Considérer le viol comme monstrueux et abominable est une position facile pour les hommes, ce qui explique que nombre de violeurs ne se conçoivent pas comme tels. Cependant, se confronter au patriarcat, comme bell hooks invite les hommes à le faire, c’est refuser l’externalisation de ses émotions en utilisant les femmes comme « venting machines », ou en essayant de masquer son virilisme derrière des actes de chevalerie non demandés, non consentis, pour s’en servir ensuite comme capital sympathie et badge d’honneur féministe. 

La victime « morte à l’intérieur » et « l’homme sauveur » sont deux archétypes du système patriarcal marchant main dans la main. Présenter les victimes de violences sexuelles comme pour toujours « brisées », « irréparables », « mortes à l’intérieur » contribue à définir le viol comme exceptionnellement monstrueux et désamorce sa compréhension comme nécessité du patriarcat. De fait, le viol est associé à des agresseurs eux-mêmes exceptionnellement monstrueux, il y a donc une décorrélation entre le viol et la réalité de sa banalité. Le deuxième archétype est celui de l’homme sauveur, qui devant la monstruosité de crime subi par sa compagne, fille, sœur ou amie va mobiliser l’outil par excellence de la virilité : la violence physique… mais pour la bonne cause, lui permettant ainsi de se positionner contre les hommes monstrueux, les violeurs. 

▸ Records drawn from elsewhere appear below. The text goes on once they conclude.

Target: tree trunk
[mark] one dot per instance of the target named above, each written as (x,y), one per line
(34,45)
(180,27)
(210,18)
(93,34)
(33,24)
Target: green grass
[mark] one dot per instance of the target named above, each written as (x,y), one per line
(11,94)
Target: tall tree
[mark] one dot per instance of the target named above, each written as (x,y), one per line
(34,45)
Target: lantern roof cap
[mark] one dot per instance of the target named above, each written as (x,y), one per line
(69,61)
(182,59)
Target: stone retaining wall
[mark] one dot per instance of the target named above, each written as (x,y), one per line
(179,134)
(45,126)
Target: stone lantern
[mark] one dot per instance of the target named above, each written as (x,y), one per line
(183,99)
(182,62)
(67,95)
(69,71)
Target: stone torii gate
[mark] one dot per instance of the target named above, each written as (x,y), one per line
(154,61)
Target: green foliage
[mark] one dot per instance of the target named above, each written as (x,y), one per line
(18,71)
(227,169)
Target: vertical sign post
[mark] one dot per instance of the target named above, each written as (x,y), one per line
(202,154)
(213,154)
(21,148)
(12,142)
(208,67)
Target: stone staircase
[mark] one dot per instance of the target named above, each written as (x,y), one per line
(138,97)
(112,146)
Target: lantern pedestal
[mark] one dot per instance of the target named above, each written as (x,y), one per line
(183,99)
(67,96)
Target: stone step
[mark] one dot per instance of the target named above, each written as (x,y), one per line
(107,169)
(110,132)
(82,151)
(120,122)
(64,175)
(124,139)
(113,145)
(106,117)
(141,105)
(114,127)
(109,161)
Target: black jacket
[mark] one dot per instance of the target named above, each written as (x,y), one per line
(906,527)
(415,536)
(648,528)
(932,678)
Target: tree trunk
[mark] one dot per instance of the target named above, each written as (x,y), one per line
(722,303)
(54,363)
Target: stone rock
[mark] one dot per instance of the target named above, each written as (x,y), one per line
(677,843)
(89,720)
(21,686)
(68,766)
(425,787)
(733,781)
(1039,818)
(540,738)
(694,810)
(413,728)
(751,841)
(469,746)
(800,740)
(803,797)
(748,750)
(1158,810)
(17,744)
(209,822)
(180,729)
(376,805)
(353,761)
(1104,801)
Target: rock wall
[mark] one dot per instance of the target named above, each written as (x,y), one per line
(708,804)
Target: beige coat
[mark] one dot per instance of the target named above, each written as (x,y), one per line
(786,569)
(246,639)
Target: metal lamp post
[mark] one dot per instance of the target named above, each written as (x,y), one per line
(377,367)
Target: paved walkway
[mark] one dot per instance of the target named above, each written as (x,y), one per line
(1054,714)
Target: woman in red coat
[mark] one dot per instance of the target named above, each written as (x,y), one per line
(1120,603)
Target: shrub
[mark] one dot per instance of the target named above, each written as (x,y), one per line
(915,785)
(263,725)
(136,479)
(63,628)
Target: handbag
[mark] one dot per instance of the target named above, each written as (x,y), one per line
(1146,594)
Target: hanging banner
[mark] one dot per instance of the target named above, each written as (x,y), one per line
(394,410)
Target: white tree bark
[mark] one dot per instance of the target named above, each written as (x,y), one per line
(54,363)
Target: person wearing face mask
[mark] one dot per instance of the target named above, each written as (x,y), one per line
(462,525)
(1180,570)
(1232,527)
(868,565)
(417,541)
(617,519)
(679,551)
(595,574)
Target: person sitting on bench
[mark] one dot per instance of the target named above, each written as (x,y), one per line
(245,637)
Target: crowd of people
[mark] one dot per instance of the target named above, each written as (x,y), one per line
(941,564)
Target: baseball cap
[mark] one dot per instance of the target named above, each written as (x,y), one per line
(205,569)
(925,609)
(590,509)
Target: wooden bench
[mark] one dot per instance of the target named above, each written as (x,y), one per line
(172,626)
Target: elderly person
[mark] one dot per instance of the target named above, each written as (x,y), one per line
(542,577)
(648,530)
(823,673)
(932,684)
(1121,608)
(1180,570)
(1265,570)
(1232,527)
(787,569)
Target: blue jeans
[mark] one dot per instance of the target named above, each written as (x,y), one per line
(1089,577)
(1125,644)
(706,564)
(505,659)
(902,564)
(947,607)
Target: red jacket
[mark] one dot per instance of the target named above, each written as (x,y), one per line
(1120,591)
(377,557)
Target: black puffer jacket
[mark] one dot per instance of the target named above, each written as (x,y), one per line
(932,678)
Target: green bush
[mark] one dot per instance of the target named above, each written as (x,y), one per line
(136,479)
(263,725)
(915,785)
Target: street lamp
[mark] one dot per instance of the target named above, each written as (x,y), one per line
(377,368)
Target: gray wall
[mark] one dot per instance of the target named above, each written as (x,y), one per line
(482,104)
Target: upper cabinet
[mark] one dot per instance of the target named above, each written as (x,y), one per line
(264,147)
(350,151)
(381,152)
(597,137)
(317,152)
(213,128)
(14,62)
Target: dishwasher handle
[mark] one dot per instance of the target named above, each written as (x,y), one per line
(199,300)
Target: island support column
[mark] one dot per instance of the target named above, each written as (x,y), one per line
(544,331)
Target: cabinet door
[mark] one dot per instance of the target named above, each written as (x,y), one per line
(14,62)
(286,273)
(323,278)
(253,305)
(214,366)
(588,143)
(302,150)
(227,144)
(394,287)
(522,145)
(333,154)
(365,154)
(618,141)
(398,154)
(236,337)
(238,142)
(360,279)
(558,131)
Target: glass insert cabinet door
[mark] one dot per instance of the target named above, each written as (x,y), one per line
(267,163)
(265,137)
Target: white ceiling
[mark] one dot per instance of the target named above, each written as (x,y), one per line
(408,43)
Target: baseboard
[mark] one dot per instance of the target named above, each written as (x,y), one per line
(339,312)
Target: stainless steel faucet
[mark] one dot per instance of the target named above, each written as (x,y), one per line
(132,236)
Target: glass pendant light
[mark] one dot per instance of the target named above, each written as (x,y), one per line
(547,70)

Cet archétype se décline sous deux formes : celle ouvertement patriarcale, comme dans le cas du crime d’honneur, et celle saupoudrée de progressisme, que l’on peut voir dans la littérature, les films et séries, sous les traits du chevalier blanc (à noter qu’en même temps, lorsque les femmes se vengent et font usage de la violence contre les agresseurs, elles sont souvent jugées et condamnées). La seconde déclinaison est tout autant liée que la première à l’honneur des hommes, car Sonia ne cherche pas de nouvelle modalité de réparation ou de justice, mais Adam pense qu’il « doit faire quelque chose », et ce quelque chose ne passe pas par le respect et l’acceptation d’une situation inconfortable, de sentiments douloureux, d’empathie, mais par l’externalisation par la violence physique. Ce faisant, il trahit non seulement la confiance de Sonia, mais il méprise aussi les années qu’elle a mises à faire d’un épisode potentiellement traumatique un événement biographique qui a radicalisé sa conscience politique. Le viol de Sonia devient pour Adam tout à la fois un élément d’introspection et de réflexion sur sa masculinité et un boost pour son image d’allié à la masculinité « déconstruite ». 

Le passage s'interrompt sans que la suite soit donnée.